Susan Randolph, part of the team from Cookeville’s Stevens Street Baptist Church, paints a cork board in Carson-Newman’s Burnett Hall. Randolph joined about 30 other Baptist Builder volunteers in improvement projects on campus this year.

(June 18, 2015)— About 30 Baptist Builders volunteers are spending part of their summer at Carson-Newman University helping with improvement projects across campus for the sixth straight year. They are here for two weeks, June 15-26.

By the time they finish work this year, Baptist Builders will have saved Carson-Newman $1 million cumulatively.

Some of the biggest projects the Builders are tackling this year are aimed at improving Burnett Hall. They include cleaning and painting heating and air conditioning units, painting corkboards and replacing more than 270 chairs.

Margaret and George Bradley of First Baptist Church of Greeneville coordinate the Baptist Builders efforts each year. Margaret says Carson-Newman’s Christian mission and people keep the group coming back, making the $1 million dollar milestone even more exciting.

“It’s like, ‘you have got to be kidding me!’ I think, hopefully, that’s why God has us here and he is blessing this project,” Bradley says. “The glory needs to go to Him and the credit needs to go to the teams that come in.”

After finishing work in Burnett Hall, the Baptist Builders will move on to projects such as repainting parking lot stripes, servicing campus benches and restoring porches.

Wallace Memorial Baptist volunteer Ninette Campbell says she has enjoyed all of the projects she has worked on in her two years with the Baptist Builders, but this year’s work in Burnett Hall hits close to home.

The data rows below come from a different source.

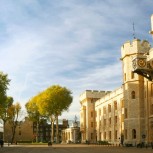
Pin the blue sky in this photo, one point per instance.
(74, 43)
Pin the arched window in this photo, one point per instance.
(133, 134)
(133, 94)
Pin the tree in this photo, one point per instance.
(13, 114)
(54, 101)
(33, 112)
(4, 82)
(4, 107)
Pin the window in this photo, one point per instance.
(122, 103)
(91, 135)
(19, 132)
(151, 109)
(109, 134)
(133, 94)
(104, 122)
(116, 134)
(95, 113)
(104, 135)
(125, 132)
(115, 105)
(125, 113)
(124, 76)
(100, 123)
(132, 75)
(109, 108)
(99, 112)
(115, 119)
(133, 134)
(110, 121)
(152, 90)
(91, 124)
(104, 110)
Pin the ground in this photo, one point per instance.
(71, 149)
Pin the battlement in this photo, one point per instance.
(93, 94)
(135, 47)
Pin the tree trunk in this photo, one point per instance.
(57, 130)
(37, 128)
(13, 132)
(52, 131)
(4, 122)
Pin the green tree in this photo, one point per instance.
(33, 112)
(13, 114)
(4, 107)
(54, 101)
(4, 83)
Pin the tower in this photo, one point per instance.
(133, 92)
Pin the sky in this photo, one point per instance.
(73, 43)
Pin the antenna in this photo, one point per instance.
(133, 31)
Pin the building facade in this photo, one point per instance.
(71, 134)
(26, 131)
(124, 115)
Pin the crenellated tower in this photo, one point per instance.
(133, 91)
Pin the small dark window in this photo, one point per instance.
(133, 94)
(133, 134)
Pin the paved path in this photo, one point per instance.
(71, 149)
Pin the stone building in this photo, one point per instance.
(26, 131)
(124, 115)
(71, 134)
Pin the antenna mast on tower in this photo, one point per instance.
(133, 31)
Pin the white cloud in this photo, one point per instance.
(72, 43)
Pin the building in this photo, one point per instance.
(71, 134)
(124, 115)
(26, 131)
(1, 129)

Campbell’s granddaughter graduated from Carson-Newman last May, having spent two years in the residence halls.

“When I’m working in this room I think, ‘I would like this done right,’” Campbell says. “I would like a young lady like my granddaughter to come in here and feel at home because this room was fixed up and somebody cared about it.”

Baptist Builders volunteers come from churches across East Tennessee including Stevens Street Baptist Church in Cookeville, Wallace Memorial Baptist Church in Knoxville, Cumberland Plateau Baptist Church in Crossville and Blue Springs Baptist Church in Crossville.

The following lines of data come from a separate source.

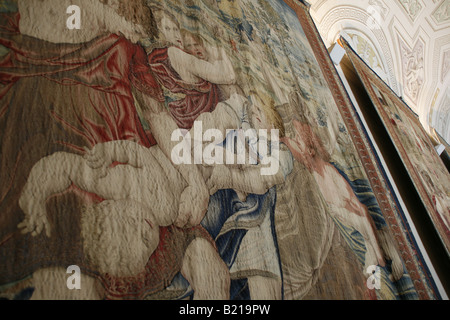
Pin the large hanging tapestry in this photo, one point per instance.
(424, 166)
(187, 149)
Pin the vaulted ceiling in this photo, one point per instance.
(407, 42)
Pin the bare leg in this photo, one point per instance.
(118, 238)
(206, 271)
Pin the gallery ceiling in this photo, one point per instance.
(406, 42)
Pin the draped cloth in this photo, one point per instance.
(64, 97)
(197, 98)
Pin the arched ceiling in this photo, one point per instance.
(407, 42)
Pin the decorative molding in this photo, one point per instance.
(411, 7)
(442, 13)
(348, 14)
(412, 68)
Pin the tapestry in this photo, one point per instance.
(415, 147)
(194, 149)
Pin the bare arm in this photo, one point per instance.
(194, 199)
(248, 180)
(123, 151)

“Everything they do is directed to helping our students in some way, which is critical because these are things we would have to pay someone to do,” says Ondes Webster, Carson-Newman’s director of physical plant and construction manager. “A lot of the work they do is usually excruciating labor, things that people don’t want to do. They do it gladly and happily.”

Baptist Builders are volunteers from Baptist churches who use construction to minister and provide disaster relief. The Tennessee Baptist Builders are organized through the Tennessee Baptist Convention and often work in conjunction with the convention’s Disaster Relief teams, with many volunteers serving on both teams.